PacMoore, a contract manufacturer of crunchy snacks, protein ingredients and dry powders, has organic as a small but growing portion of its business. Its protocols include clearly making incoming organic ingredients and storing them separately, away from areas of high traffic or significant air movement, says Chris Bekermeier, vice president of marketing and legal affairs.
One of the most important factors in organic manufacturing is traceability. Technologies both within and outside the plant offer more capability to trace both ingredients and finished product than ever before – and players throughout the supply chain, including consumers, are increasingly demanding it.
Crofter’s was in the process this spring of rolling out an embellishment to its labeling: a 1-cm-square black box containing a QR code that will be able to release complete traceability information.
“We have fitted our labelers with a special laser-burning mechanism that will burn into that black box a QR code,” Latka says.
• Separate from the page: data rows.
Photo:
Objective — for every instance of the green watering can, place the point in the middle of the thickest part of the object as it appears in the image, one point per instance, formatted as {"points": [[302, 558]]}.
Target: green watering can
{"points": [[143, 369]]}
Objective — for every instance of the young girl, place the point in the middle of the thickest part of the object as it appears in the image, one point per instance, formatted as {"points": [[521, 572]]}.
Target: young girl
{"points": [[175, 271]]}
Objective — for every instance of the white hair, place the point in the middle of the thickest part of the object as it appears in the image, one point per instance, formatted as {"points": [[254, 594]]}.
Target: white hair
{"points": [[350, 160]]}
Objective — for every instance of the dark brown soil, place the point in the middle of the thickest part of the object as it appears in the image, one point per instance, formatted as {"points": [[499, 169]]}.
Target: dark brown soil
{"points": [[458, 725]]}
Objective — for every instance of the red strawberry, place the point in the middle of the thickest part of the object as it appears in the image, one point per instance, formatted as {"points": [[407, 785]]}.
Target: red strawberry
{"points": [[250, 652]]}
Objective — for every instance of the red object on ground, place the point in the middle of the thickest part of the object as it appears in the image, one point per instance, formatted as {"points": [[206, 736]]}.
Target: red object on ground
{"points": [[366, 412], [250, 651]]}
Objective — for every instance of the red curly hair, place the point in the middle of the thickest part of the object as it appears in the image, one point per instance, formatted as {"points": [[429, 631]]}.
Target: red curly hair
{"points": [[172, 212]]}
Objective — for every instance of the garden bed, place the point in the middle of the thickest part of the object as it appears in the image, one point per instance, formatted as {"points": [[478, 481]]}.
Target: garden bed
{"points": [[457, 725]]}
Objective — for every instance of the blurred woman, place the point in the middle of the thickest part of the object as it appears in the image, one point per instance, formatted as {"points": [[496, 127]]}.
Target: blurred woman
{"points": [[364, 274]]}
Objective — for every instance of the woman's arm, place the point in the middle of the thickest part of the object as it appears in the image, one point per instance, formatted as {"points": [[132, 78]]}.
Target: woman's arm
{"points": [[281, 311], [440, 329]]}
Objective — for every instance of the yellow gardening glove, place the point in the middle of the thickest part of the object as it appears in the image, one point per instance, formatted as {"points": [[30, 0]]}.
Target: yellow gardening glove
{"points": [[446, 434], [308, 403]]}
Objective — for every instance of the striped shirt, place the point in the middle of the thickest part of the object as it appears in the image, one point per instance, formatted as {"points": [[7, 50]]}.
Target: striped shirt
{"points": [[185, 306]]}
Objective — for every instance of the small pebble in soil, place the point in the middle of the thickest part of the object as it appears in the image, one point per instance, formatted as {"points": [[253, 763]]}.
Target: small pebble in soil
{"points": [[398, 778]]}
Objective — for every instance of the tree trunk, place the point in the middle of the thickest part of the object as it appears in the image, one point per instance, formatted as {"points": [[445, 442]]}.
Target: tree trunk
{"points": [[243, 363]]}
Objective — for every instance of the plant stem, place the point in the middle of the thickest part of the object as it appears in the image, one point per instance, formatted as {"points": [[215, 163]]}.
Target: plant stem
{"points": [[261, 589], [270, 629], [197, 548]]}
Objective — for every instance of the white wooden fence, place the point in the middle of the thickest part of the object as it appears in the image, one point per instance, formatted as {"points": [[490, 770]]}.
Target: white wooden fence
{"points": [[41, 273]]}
The code, etched onto labels at 200 jars a minute, will be used primarily for potential recalls or other food safety notices, but can also be used to trace back and establish the organic bona fides of all Crofter’s ingredients.
As organic and natural foods become more mainstream, they’re spreading to all the shelves occupied by private label foods. Contract manufacturers who pay attention to the special requirements of this niche can tap into a lucrative potential market.